29 de agosto de 2012 | 11h25

Fora descer a lenha em bandeirinha que erra impedimentos por centímetros, tema que anda na moda por estas bandas é discutir se jogadores simulam faltas em excesso em qualquer dividida mais ríspida. Tite levantou a bandeira da moralidade, dias atrás, ao encasquetar com Neymar, em sua visão exímio acrobata nos choques com zagueiros. O treinador do Corinthians voltou à carga ontem, ao admitir que Paulo André deveria ter tomado cartão amarelo, no domingo, por rolar no chão com a mão no rosto, após encontrão normal com Luis Fabiano, no clássico com o São Paulo.

Ao criticar o zagueiro titular do time que comanda, Tite tratou de demonstrar em público que não age na base do dois pesos, duas medidas. Lembrou ainda que a regra é igual para todos. Com isso, eximiu-se da pecha de defender privilégios para seus rapazes. O próprio Paulo André, um dia antes, havia emitido nota em que reconhecia o exagero.

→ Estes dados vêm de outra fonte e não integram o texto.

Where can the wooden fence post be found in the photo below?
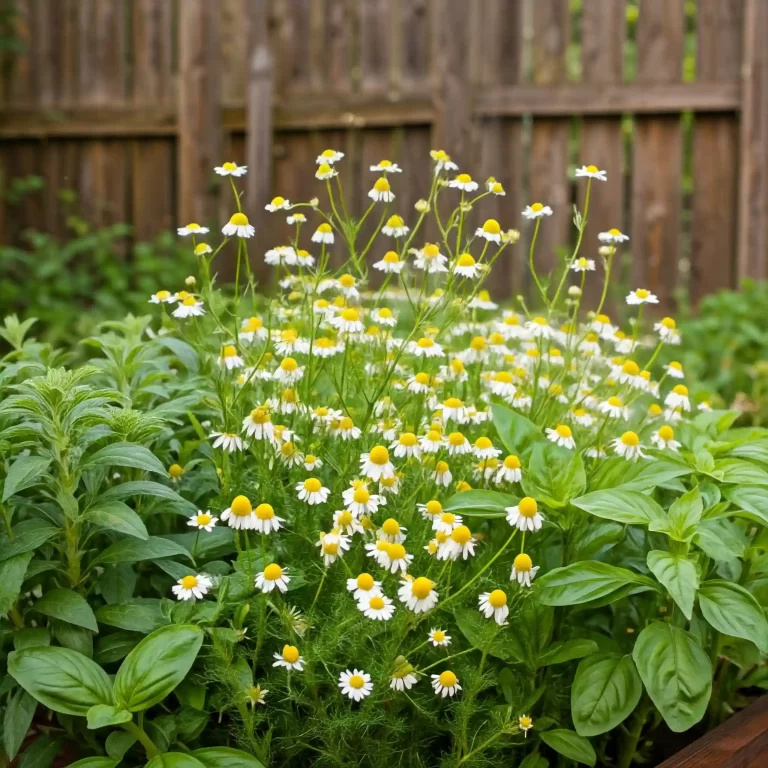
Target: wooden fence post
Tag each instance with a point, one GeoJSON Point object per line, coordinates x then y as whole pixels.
{"type": "Point", "coordinates": [199, 123]}
{"type": "Point", "coordinates": [753, 166]}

Atitudes bacanas de ambas as partes. Louvemos o fair-play, e que seja incentivado. Mas, vamos falar sério: era para tanto? Não. O teatrinho de Paulo André foi banal, inócuo e das coisas mais antigas do esporte bretão. (Sempre imaginei um dia usar essa expressão.) Até quando pelada de rua era sinônimo de bate-bola descontraído e não de protestos do grupo Femen, as manhas já faziam parte do jogo. “Foi falta! Não foi!”, “Foi mão na bola! Não, foi bola na mão!”, “Lateral nosso! Não foi!”, “Foi escanteio! Não, foi tiro de meta!”, “Pênalti em gol é gol!” Quantas vezes não ouvimos essas discussões? Atire a primeira pedra quem achar que é mentira.

A astúcia é uma das bases do futebol, a malícia jamais saiu de campo. São componentes lúdicos de uma atividade que nasceu como brincadeira de menino e que há séculos transforma homenzarrões em pirralhos, sejam profissionais ou amadores. Futebol sem picardia, sem discussão, sem lábia, sem polêmica, é qualquer coisa menos futebol.

Está na hora de frear a vigilância obsessiva em torno de atos banais que correm dentro de campo. Não dá para perder tempo com justiceiros, da mídia e das redes sociais, a clamar cartões, suspensões, quem sabe prisões, para boleiros que recorram a expedientes manjados e não ilícitos. Não se pode condenar ao fogo eterno quem comete pecados venais, se é que não esqueci das lições de catecismo do Liceu. A onda de cobranças beira a paranoia, sem contar a dose de hipocrisia mal disfarçada.

Não defendo salvo-conduto para o jogador que abusa dessa armadilhas. A repetição leva ao desgaste, à desmoralização no meio, com os árbitros, os treinadores, a crítica e a torcida. Deixa de ser prova de inteligência para virar demonstração de mau-caratismo. Gente assim se perde.

Bom combate, ao qual me alio, é contra o jogador violento e malvado, contra o técnico que manda bater nos rivais e que indica contratações por interesses escusos, contra o árbitro desonesto, contra o empresário sem escrúpulos, contra o cartola corrupto, que abusa da boa fé do torcedor para levar vantagem. Isso estraga o futebol, não o pecadilho eventual de um Paulo André, que só mostrou o quanto é humano e, portanto, falível.

*(Minha crônica no Estado de hoje, quarta-feira, dia 29/8/2012.)